OlympiAD, which led to the approval of olaparib for germline BRCA1 or 2 mutation-associated metastatic breast cancer, published extended follow up for overall survival and safety. As a reminder, this trial demonstrated statistically significant clinically meaningful improvement in progression-free survival with olaparib compared to chemotherapy of — treatment of physician’s choice in patients with BRCA1 or 2 mutation-associated metastatic breast cancer. The median overall survival with olaparib versus TPC was similar and was not statistically superior for olaparib.

With the updated follow up, which is over 2 years longer than the initially reported OS and safety data, the median overall survival continues to be the same with olaparib and chemotherapy treatment of physician’s choice. As we look at the subgroups for overall survival between the hormone-negative population and triple-negative breast cancer, again the overall survival with olaparib versus chemotherapy is the same. But when we look at patients who had received prior chemotherapy for metastatic disease versus who had not olaparib performs much better than treatment of physician’s choice in patients who had not received prior chemotherapy in terms of overall survival.

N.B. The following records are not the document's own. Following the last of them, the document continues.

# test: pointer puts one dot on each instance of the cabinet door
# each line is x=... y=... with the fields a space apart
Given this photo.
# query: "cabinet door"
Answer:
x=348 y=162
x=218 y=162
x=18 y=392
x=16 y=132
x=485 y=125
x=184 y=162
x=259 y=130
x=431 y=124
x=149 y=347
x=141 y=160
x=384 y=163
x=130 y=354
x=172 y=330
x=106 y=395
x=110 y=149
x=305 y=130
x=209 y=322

No new safety signals were reported with this longer follow up. Importantly there were no cases of MDS, AML, or pneumonitis throughout the study.

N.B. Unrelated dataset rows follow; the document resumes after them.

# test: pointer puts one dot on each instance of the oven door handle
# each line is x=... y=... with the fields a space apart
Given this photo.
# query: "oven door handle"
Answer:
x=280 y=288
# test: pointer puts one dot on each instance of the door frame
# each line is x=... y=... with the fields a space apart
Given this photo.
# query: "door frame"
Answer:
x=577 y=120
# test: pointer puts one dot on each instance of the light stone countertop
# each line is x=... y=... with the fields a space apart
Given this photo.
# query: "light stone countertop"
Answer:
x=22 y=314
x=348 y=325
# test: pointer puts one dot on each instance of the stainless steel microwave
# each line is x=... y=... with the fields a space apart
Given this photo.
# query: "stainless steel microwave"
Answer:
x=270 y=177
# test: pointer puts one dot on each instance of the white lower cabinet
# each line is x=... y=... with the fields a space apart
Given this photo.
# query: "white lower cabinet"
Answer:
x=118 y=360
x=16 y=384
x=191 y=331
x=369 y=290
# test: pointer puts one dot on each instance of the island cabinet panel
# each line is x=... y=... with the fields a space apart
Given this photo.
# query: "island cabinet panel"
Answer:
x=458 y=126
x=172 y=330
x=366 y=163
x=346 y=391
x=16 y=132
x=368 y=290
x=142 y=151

So these findings from — updated findings from OlympiAD really kind of fall in line with what we have in NCCN Guidelines, which recommend a PARP inhibitor as first-line therapy for patients with germline BRCA1 or 2 mutation-associated, hormone-positive, HER2-negative breast cancer that is endocrine refractory. So once you’re ready to move on beyond all endocrine treatment it recommends a PARP inhibitor over chemotherapy in the presence of germline BRCA1 or 2 mutation in the patient. And for triple-negative breast cancer that is PD-L1 positive clearly the first-line options are chemo plus pembro, but for triple-negative breast cancer that is PD-L1 negative and in the presence of germline BRCA1 or 2 mutation olaparib or platinum is preferred first-line treatment option.